Welcome!

The purpose of this site is to provide an informative introduction to Genetic Algorithms: what they are, how they work, who pioneered the field, what kind of problems these algorithms can solve, and current applications of these algorithms. There even is an interactive example of a simplified Genetic Algorithm, which attempts to reformat a picture to 32 colors while maximizing the picture quality, that can be found here. Look to the toolbar on the right to find out more about Genetic Algorithms!

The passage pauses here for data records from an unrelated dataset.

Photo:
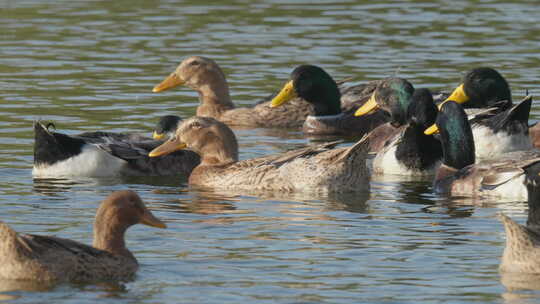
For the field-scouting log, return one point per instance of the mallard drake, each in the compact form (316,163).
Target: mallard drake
(408,151)
(503,177)
(48,258)
(483,88)
(320,168)
(206,77)
(95,154)
(522,251)
(317,87)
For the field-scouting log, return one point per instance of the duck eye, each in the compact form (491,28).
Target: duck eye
(195,125)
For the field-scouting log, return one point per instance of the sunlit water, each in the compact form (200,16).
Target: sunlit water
(91,66)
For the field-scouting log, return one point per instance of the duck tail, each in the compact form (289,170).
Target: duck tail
(51,147)
(514,120)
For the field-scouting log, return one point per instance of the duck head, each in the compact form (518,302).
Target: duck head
(455,136)
(481,87)
(315,86)
(211,139)
(195,72)
(115,215)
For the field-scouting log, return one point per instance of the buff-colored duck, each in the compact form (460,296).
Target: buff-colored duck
(320,168)
(486,88)
(522,251)
(461,175)
(314,102)
(312,84)
(48,258)
(206,77)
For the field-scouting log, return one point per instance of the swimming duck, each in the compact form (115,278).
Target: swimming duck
(315,86)
(482,88)
(408,151)
(522,251)
(166,127)
(95,154)
(320,168)
(206,77)
(49,258)
(503,177)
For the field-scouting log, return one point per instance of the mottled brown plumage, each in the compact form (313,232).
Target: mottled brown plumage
(318,168)
(522,251)
(48,258)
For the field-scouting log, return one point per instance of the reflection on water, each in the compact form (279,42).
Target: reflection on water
(91,65)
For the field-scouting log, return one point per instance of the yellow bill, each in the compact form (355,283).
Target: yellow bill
(286,94)
(167,147)
(150,220)
(170,82)
(370,106)
(158,136)
(459,96)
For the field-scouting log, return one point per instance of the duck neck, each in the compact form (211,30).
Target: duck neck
(109,236)
(417,150)
(533,218)
(327,104)
(458,146)
(214,98)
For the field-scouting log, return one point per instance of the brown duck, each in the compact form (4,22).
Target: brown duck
(48,258)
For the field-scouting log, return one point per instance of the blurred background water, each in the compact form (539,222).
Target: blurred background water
(91,65)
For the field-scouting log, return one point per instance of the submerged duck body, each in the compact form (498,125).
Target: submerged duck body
(94,154)
(522,251)
(313,84)
(409,151)
(320,168)
(460,175)
(506,128)
(47,258)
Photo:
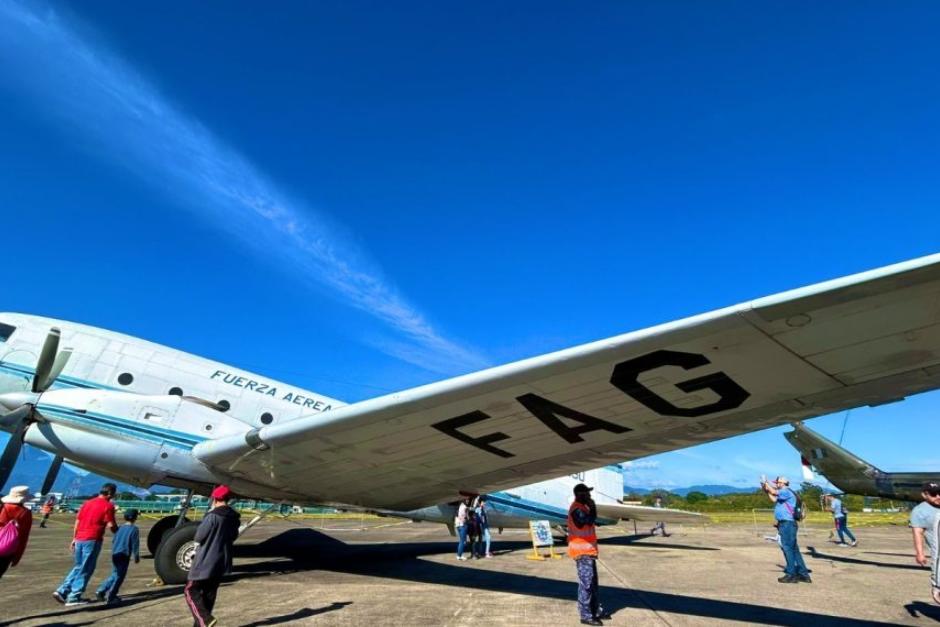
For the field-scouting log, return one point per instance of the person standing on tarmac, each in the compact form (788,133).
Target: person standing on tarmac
(216,535)
(582,548)
(786,504)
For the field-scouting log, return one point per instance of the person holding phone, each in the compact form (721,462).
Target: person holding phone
(786,508)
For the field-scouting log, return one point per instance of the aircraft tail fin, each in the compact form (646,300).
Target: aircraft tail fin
(837,464)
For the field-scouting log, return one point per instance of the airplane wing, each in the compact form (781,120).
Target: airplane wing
(865,339)
(642,513)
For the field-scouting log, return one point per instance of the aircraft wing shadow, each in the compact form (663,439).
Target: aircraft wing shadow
(311,550)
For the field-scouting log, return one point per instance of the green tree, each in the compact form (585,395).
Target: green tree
(695,497)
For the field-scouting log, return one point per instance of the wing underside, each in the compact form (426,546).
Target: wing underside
(862,340)
(643,513)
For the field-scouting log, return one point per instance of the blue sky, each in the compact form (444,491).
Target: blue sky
(361,197)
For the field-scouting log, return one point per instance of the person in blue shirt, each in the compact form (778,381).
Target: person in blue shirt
(925,525)
(840,516)
(785,506)
(126,545)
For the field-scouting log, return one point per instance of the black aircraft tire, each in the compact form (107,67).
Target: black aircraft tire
(175,554)
(159,530)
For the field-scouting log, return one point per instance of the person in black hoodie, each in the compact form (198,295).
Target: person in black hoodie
(216,535)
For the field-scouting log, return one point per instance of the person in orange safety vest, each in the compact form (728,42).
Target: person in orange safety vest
(582,548)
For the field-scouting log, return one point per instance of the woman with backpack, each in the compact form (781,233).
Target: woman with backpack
(15,523)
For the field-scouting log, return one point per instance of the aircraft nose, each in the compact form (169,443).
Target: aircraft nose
(15,400)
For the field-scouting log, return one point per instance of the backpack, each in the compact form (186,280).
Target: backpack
(9,539)
(797,512)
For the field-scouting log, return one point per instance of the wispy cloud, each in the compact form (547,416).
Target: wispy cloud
(77,80)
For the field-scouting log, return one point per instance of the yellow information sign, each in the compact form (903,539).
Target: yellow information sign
(541,533)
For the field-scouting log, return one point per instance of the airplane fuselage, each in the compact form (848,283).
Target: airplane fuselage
(156,403)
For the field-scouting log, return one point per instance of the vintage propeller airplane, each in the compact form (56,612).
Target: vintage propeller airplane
(147,414)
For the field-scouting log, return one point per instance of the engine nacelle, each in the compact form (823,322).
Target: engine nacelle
(138,439)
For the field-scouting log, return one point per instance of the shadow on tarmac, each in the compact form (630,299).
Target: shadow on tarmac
(853,560)
(637,540)
(311,550)
(299,614)
(918,608)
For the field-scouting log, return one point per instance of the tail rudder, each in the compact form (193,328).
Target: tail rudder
(828,458)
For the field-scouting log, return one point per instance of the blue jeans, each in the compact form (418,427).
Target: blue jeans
(791,550)
(842,527)
(86,558)
(110,586)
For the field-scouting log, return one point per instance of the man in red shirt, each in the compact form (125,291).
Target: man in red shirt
(95,515)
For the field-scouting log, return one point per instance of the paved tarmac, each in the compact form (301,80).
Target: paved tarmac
(383,572)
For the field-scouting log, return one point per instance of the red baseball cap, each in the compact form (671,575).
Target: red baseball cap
(222,493)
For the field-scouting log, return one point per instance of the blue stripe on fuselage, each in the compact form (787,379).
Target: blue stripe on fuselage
(103,422)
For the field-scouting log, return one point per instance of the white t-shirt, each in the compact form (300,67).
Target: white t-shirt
(925,516)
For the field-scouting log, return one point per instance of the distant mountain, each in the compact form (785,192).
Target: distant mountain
(31,468)
(710,490)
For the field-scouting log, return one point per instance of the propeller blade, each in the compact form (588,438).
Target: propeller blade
(51,475)
(47,357)
(61,359)
(11,452)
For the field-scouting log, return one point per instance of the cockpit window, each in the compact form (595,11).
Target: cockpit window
(6,331)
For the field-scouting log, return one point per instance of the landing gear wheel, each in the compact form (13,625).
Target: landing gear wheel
(175,554)
(160,529)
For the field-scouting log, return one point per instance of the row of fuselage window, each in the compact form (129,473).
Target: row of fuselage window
(126,378)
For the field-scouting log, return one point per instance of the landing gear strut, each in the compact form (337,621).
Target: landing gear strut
(167,524)
(174,556)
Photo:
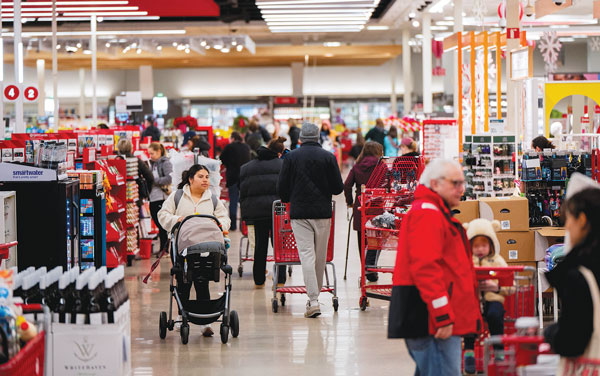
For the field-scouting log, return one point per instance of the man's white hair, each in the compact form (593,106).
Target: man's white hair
(437,169)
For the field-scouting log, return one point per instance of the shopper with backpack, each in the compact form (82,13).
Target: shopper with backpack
(161,188)
(258,190)
(193,197)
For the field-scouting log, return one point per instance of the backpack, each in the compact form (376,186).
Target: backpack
(179,195)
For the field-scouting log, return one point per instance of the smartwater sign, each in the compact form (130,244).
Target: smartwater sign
(16,172)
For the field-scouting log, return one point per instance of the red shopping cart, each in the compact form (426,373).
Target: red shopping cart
(390,190)
(286,253)
(521,303)
(31,359)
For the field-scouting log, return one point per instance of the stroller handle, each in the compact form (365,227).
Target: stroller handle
(179,224)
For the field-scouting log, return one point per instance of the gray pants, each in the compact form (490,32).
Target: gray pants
(312,237)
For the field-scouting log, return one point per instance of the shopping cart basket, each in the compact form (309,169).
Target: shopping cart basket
(390,190)
(32,357)
(286,253)
(521,303)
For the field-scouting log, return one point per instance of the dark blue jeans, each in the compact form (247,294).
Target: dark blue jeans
(234,198)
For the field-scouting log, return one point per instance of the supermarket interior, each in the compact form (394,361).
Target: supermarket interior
(148,146)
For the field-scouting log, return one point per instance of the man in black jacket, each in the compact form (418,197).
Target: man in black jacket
(308,179)
(233,157)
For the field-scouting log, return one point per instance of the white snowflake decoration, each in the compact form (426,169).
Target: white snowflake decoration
(479,11)
(550,47)
(594,43)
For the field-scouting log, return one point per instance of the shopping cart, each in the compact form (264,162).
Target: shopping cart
(286,253)
(32,357)
(390,190)
(519,352)
(521,303)
(245,251)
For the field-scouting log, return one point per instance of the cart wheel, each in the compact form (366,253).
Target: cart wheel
(224,333)
(234,320)
(185,333)
(162,325)
(363,303)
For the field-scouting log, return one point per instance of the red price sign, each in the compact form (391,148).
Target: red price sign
(11,92)
(31,93)
(513,33)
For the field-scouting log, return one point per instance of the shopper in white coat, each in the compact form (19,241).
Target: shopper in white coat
(196,199)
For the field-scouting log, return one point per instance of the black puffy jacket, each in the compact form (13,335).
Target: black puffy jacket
(308,179)
(258,185)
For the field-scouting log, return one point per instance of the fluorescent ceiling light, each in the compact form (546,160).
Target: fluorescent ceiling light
(439,6)
(378,27)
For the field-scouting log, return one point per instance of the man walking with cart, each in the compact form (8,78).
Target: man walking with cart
(434,296)
(310,176)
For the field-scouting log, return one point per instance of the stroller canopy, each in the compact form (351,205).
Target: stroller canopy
(199,234)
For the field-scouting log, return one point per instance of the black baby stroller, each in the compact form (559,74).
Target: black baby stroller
(198,254)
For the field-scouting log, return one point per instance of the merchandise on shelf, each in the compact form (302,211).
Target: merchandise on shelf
(489,164)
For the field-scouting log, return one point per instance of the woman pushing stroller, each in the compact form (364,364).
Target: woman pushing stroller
(191,198)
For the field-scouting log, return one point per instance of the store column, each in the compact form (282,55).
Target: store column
(41,73)
(458,28)
(406,71)
(427,68)
(82,95)
(512,43)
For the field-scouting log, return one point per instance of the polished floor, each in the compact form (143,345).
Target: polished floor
(349,342)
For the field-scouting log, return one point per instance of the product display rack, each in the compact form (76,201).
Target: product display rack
(489,164)
(132,210)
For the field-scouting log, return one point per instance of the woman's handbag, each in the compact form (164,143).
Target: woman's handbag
(589,362)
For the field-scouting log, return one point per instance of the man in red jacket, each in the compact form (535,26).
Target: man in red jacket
(434,298)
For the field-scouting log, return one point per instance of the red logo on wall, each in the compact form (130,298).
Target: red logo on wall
(11,92)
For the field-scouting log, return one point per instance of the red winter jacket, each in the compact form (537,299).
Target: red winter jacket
(434,280)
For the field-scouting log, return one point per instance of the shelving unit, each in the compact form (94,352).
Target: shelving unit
(489,164)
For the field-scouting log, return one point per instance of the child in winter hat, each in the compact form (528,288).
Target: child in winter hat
(486,252)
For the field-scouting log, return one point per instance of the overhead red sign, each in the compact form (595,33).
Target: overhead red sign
(285,100)
(513,33)
(31,93)
(11,92)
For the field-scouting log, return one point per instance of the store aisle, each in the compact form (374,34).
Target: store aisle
(349,342)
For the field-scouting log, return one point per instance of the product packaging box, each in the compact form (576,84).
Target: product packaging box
(466,211)
(516,246)
(546,237)
(512,212)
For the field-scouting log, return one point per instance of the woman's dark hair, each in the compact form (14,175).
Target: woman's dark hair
(542,143)
(236,136)
(187,175)
(371,148)
(276,145)
(587,202)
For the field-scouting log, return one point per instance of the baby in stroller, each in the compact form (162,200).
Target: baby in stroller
(197,221)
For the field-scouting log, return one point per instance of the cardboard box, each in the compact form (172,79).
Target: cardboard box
(546,237)
(466,211)
(511,212)
(516,246)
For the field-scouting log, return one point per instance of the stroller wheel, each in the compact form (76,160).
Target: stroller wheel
(224,333)
(162,325)
(234,321)
(185,333)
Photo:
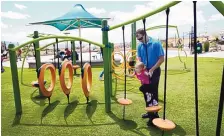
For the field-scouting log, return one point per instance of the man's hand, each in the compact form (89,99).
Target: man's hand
(150,72)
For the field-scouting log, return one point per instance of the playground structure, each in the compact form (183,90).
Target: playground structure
(107,51)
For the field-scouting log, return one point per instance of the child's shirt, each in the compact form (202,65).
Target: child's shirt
(68,53)
(143,77)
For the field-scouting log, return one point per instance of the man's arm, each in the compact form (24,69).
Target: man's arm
(158,63)
(160,53)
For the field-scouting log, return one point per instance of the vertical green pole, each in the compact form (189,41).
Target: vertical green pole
(110,67)
(106,68)
(73,52)
(37,54)
(133,38)
(15,80)
(73,55)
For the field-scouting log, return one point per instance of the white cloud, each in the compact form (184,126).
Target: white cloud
(96,11)
(14,15)
(216,17)
(4,25)
(19,6)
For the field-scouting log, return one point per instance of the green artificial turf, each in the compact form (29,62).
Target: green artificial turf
(78,118)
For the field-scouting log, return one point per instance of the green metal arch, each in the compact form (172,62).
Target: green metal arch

Why Are Genetic Algorithms Useful?

The usefulness of Genetic Algorithms is twofold. First, it automates the invention process. We no longer need to wait for a genius to have an ephipany to find some sort of novel solution to a problem; a powerful enough computer and a healthy amount of time, with a good Genetic Algorithm will be able to accomplish the same thing. Since Genetic Algorithms are basically a method to optimize something, it is also especially good at finding the most effective way to accomplish a very complex task, such as scheduling or factory organization, which humans have trouble with as the factory or schedule becomes bigger and bigger. Secondly, because it finds solutions not based on intuition and logic, but uses the method of natural selection, it can create solutions that are unimaginable to the human mind, like the model antenna on the right, and are more effective than any human solutions are. Secondly, it is better than other hill-climbing algorithms because it finds global optimizations rather than local optimizations (because of mutations), and it does so at a relatively fast speed.

Most importantly, however, Genetic Algorithms are one of many attempts to make computers more intellegent, As artifical intellegence comes closers and closer to human intellegence, one hopes that humanity's understanding of its own mind and consciousness, as well as the source of our intellegence, will become deeper.